[<prev] [next>] [<thread-prev] [thread-next>] [day] [month] [year] [list]
Message-ID: <20200923235002.GA25818@ICIPI.localdomain>
Date: Wed, 23 Sep 2020 19:50:02 -0400
From: Stephen Suryaputra <ssuryaextr@...il.com>
To: David Ahern <dsahern@...il.com>
Cc: netdev@...r.kernel.org
Subject: Re: ip rule iif oif and vrf
On Tue, Sep 22, 2020 at 09:39:36AM -0600, David Ahern wrote:
> >
> > We have a use case where there are multiple user VRFs being leak routed
> > to and from tunnels that are on the core VRF. Traffic from user VRF to a
> > tunnel can be done the normal way by specifying the netdev directly on
> > the route entry on the user VRF route table:
> >
> > ip route add <prefix> via <tunnel_end_point_addr> dev <tunnel_netdev>
> >
> > But traffic received on the tunnel must be leak routed directly to the
> > respective a specific user VRF because multiple user VRFs can have
> > duplicate address spaces. I am thinking of using ip rule but when the
> > iif is an enslaved device, the rule doesn't get matched because the
> > ifindex in the skb is the master.
> >
> > My question is: is this a bug, or is there anything else that can be
> > done to make sure that traffic from a tunnel being routed directly to a
> > user VRF? If it is the later, I can work on a patch.
> >
Is there a better way to implement this use case?

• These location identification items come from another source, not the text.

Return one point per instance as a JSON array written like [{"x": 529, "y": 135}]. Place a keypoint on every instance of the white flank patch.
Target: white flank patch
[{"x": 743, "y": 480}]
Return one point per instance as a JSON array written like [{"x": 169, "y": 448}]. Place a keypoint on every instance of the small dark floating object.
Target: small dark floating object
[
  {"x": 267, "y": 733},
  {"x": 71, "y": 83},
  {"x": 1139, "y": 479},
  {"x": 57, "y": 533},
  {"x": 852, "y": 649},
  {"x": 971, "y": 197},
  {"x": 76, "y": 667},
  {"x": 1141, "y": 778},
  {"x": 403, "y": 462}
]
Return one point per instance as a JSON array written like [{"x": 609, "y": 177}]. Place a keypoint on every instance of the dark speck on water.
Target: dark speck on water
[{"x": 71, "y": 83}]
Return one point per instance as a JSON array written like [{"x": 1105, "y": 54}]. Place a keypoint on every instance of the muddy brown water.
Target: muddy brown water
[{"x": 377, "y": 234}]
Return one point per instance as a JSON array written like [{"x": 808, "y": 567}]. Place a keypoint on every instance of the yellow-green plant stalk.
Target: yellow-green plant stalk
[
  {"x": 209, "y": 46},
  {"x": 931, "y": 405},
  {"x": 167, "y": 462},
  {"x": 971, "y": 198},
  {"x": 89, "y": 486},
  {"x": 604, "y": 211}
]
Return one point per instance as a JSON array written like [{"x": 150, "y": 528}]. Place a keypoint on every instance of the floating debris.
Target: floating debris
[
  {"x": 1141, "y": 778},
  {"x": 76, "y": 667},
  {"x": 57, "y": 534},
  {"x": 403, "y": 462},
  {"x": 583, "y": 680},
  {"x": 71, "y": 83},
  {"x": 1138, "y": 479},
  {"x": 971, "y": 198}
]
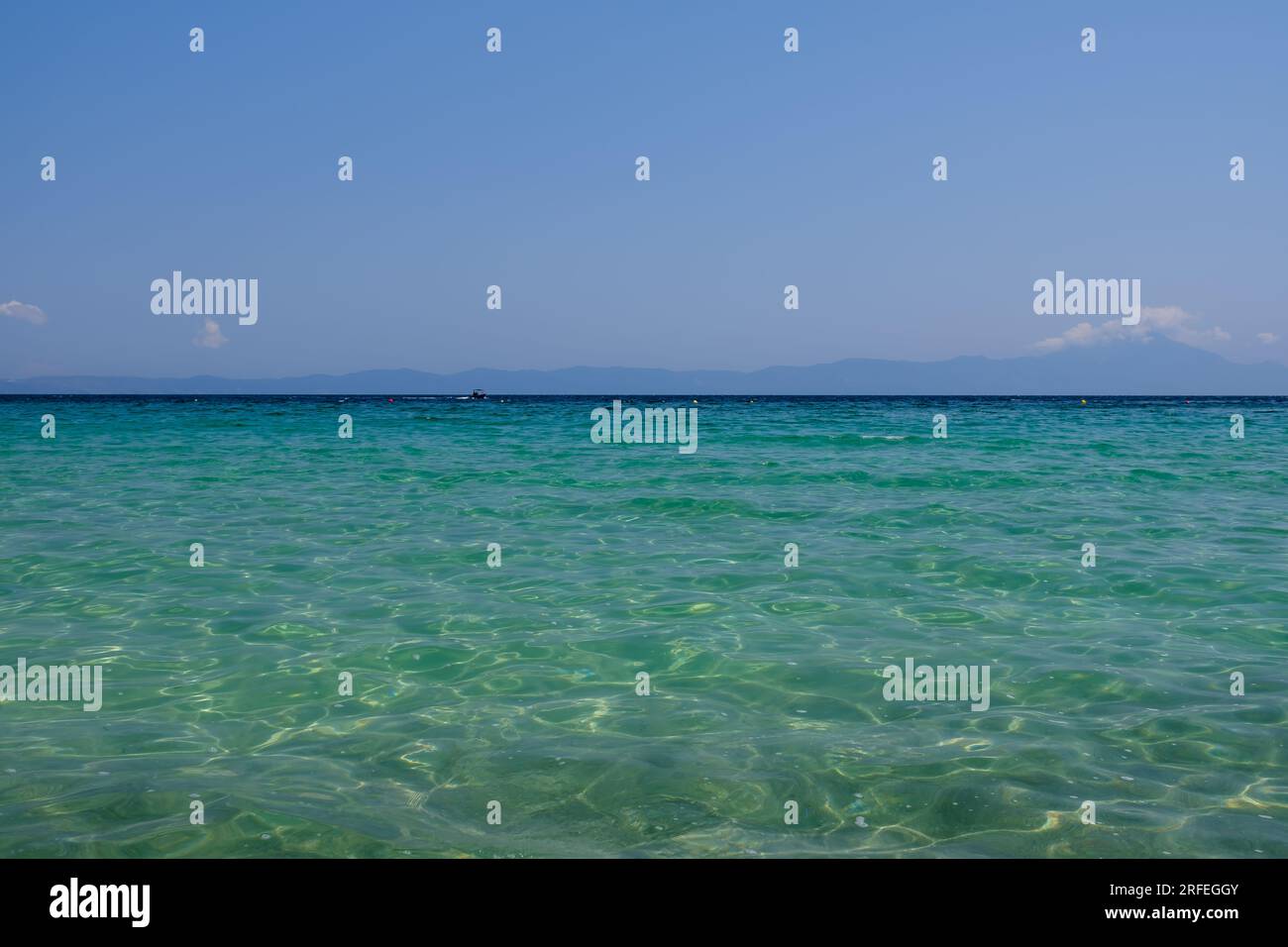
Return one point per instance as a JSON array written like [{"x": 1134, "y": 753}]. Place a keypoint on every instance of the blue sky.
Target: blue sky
[{"x": 518, "y": 169}]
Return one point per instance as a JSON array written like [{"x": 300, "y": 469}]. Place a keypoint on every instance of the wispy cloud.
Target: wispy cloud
[
  {"x": 24, "y": 311},
  {"x": 210, "y": 337},
  {"x": 1168, "y": 321}
]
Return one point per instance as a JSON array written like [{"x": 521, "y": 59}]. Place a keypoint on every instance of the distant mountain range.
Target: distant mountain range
[{"x": 1157, "y": 368}]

Seems that it's a
common one for VRFs.
>
> Might be a side effect of the skb dev change. I would like to remove
> that but it is going to be challenge at this point.
>
> take a look at:
> perf record -a -e fib:* -g
> <packets through the tunnel>
> <Ctrl-C>
> perf script
>
> What does it say for the lookups - input arguments, table, etc?
>
> Any chance you can re-recreate this using namespaces as the different nodes?
I have a reproducer using namespaces attached in this email (gre_setup.sh).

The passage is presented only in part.